Jene nachträgliche Ablehnung trieb den Dudenverlag beinahe in die Insolvenz, da die neuen Wörterbücher bereits gedruckt waren.
Die Rede soll zur Belustigung der Abgeordneten beigetragen haben.
Hohes Haus!
Mit der Neuregelung der deutschen Rechtschreibung berühren wir ein Thema, das in seiner Bedeutung nicht unterschätzt werden darf. Regelungen in diesem Bereich greifen nicht nur in die Schreibgebräuche der Schule, sondern der ganzen Sprachgemeinschaft regulierend – und an bestimmten Stellen auch verändernd – ein. Es ist daher nötig, sie sorgfältig vorzubereiten.
Der Kultusministerkonferenz liegt – nach achtjähriger Vorlaufszeit und vielen intensiven Beratungen in nationalen wie in internationalen Gremien – nunmehr der Entwurf für eine solche Neuregelung vor, und ich benutze gerne die Gelegenheit, Sie, meine Kolleginnen und Kollegen, hierüber zu informieren.
1. Hintergrund und Ziele des Vorhabens
Was ist der Hintergrund für dieses Vorhaben, das in der Presse nun schon seit mehreren Jahren immer wieder diskutiert wird?
Die gegenwärtig gültigen Rechtschreibregeln sind in die Jahre gekommen. Sie waren das Resultat der 2. Orthographischen Konferenz in Berlin 1901, und sie galten schon damals als verbesserungsbedürftig. Sie umfaßten ursprünglich 26 Paragraphen und eine Wörterliste, die in dreispaltigem Druck 36 Seiten dick war. Allerdings war eine Reihe von Fragen ungelöst geblieben: Regeln für die Interpunktion und für die Getrennt- und Zusammenschreibung wurden z.B. nicht aufgestellt. Die Ergänzung und Fortschreibung des Regelkanons erfolgte nicht durch staatliche Stellen, sondern von Fall zu Fall durch den „Duden“, der auf diese Weise eigentlich erst für eine einheitliche deutsche Rechtschreibung sorgte. Die im „Duden“ veröffentlichten Schreibweisen und Regeln hat die Kultusministerkonferenz 1955 für alle Schulen in Zweifelsfällen für verbindlich erklärt. Sie räumte damit einem privatwirtschaftlich geführten Verlag ein sehr weitgehendes, auch rechtlich nicht umstrittenes Gestaltungsrecht ein.

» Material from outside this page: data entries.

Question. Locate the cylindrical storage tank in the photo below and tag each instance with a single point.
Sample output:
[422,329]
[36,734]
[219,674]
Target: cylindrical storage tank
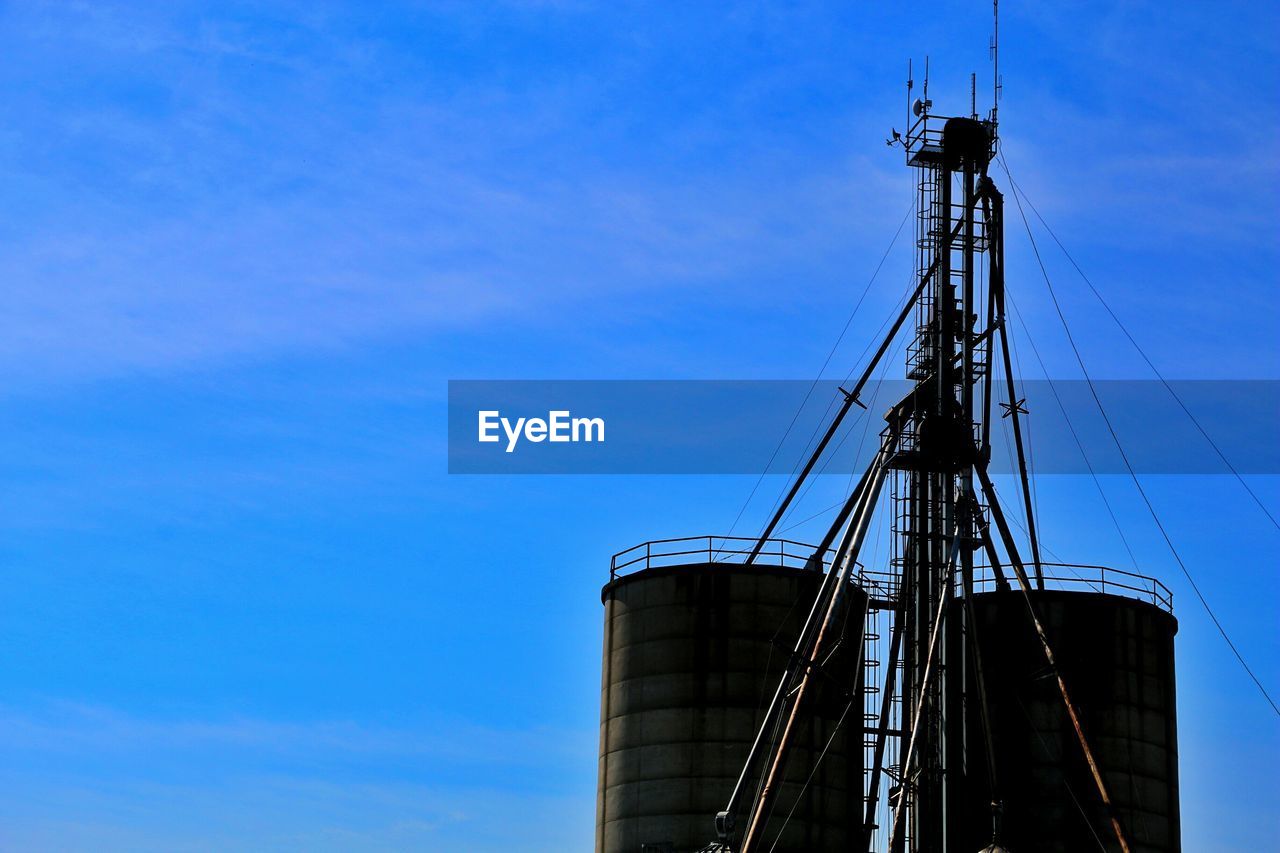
[1116,657]
[693,655]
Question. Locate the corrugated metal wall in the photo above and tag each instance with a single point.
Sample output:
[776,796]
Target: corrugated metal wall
[691,656]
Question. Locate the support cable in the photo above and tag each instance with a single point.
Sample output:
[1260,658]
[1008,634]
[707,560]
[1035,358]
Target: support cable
[1133,473]
[1141,351]
[823,369]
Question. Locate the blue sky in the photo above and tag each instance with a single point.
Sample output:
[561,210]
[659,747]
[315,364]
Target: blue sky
[245,246]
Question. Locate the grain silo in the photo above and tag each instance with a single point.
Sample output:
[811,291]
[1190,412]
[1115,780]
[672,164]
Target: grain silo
[694,644]
[1116,652]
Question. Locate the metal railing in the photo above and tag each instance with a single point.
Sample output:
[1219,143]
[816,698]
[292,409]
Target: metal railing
[1101,579]
[702,550]
[882,585]
[790,553]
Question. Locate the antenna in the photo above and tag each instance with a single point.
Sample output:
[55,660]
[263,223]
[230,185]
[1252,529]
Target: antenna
[995,60]
[910,83]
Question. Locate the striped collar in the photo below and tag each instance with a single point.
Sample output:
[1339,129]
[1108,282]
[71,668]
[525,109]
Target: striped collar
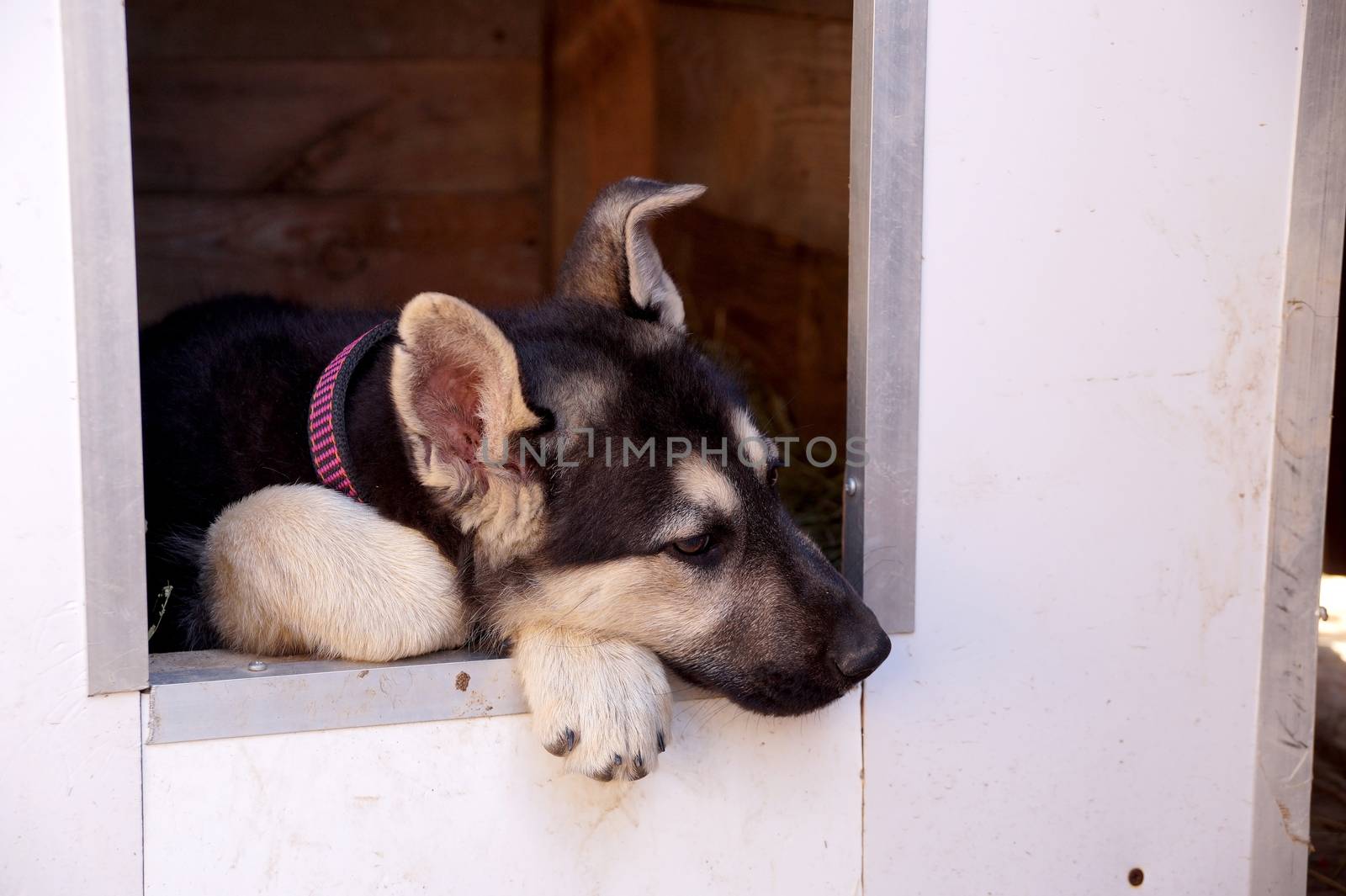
[327,444]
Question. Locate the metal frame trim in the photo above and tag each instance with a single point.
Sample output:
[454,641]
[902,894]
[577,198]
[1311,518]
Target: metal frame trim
[215,693]
[107,334]
[1299,462]
[888,157]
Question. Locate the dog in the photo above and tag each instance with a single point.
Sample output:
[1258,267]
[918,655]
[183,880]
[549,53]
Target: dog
[596,570]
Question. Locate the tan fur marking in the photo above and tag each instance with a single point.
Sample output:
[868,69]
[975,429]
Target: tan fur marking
[502,510]
[303,570]
[706,486]
[653,600]
[750,443]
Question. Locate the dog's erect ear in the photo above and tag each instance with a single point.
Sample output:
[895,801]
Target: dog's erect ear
[612,258]
[457,389]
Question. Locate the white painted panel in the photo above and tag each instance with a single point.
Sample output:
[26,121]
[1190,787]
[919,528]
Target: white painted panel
[69,763]
[1105,210]
[739,805]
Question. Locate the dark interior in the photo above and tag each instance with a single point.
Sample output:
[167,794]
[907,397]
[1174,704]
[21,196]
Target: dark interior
[357,152]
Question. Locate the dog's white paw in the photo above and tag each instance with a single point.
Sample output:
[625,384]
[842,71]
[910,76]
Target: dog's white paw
[599,704]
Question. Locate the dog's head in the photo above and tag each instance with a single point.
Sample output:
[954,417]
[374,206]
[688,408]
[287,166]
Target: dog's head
[612,480]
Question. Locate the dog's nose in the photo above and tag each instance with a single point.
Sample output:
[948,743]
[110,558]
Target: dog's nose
[859,651]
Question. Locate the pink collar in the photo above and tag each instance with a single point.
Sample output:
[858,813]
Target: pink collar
[327,444]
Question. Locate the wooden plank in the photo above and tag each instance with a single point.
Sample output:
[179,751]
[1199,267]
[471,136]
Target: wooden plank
[333,29]
[758,109]
[601,105]
[329,127]
[816,8]
[1299,462]
[336,251]
[776,301]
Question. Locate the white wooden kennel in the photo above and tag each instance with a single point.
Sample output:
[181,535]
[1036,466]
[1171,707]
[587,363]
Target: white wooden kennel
[1119,228]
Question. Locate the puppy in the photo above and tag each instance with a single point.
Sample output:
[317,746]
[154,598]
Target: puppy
[575,480]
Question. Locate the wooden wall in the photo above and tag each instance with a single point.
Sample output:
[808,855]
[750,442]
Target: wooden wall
[360,151]
[343,152]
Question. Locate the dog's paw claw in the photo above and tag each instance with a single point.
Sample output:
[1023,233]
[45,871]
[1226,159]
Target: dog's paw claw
[605,711]
[564,745]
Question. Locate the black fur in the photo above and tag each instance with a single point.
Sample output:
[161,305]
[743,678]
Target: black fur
[225,402]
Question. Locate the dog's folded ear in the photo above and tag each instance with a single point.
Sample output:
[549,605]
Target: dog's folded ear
[612,258]
[457,389]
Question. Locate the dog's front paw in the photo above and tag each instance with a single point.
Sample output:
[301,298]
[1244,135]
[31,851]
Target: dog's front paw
[602,705]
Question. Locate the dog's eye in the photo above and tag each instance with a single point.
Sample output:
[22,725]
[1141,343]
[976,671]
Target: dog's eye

Auf dem Hintergrund der Entscheidung von Einzelfällen und durch die bereits 1915 erfolgte Integration des „Druk-ker-Dudens“ in die für die Öffentlichkeit bestimmte Ausgabe entstand im Lauf der Jahrzehnte ein Geflecht von teilweise recht spitzfindigen Regelungen, das im Interesse der Schreibenden der Vereinfachung bedarf. Die Redaktion des „Duden“ sieht diesen Bedarf ebenfalls. In ihrer Informationsschrift „Duden. Informationen zur neuen deutschen Rechtschreibung“ (Mannheim 1994) heißt es „Diese Einheitlichkeit (der deutschen Rechtschreibung) (...) ist 1901 über Kompromisse unter konkurrierenden Regelungen und Schreibvarianten zustande gekommen – oft auf Kosten von Systematik und Einfachheit. Und manches, was an Entscheidungen in der Zeit danach (vor allem durch Einzelfallregelungen) hinzugekommen ist, hat die Erlernbarkeit der Rechtschreibung eher erschwert als erleichtert.“
Der Entscheidungsspielraum verengte sich auf die Weise; Rechtschreibung und Zeichensetzung wurden unübersichtlich. So stehen etwa im Bereich der Kommasetzung vor Infinitiv und vor mit „und“ eingeleiteten nebengeordneten selbständigen Sätzen 3 Regeln 14 Ausnahmen gegenüber, die wohl nur wenige Schreiber vollständig beherrschen.
Ein Beispiel mag genügen:
Die Sätze „Setzen Sie sich dort drüben hin, und verhalten Sie sich ganz ruhig!“ werden durch ein Komma getrennt, die Sätze „Seien Sie bitte so nett und geben Sie mir das Buch!“ aber nicht.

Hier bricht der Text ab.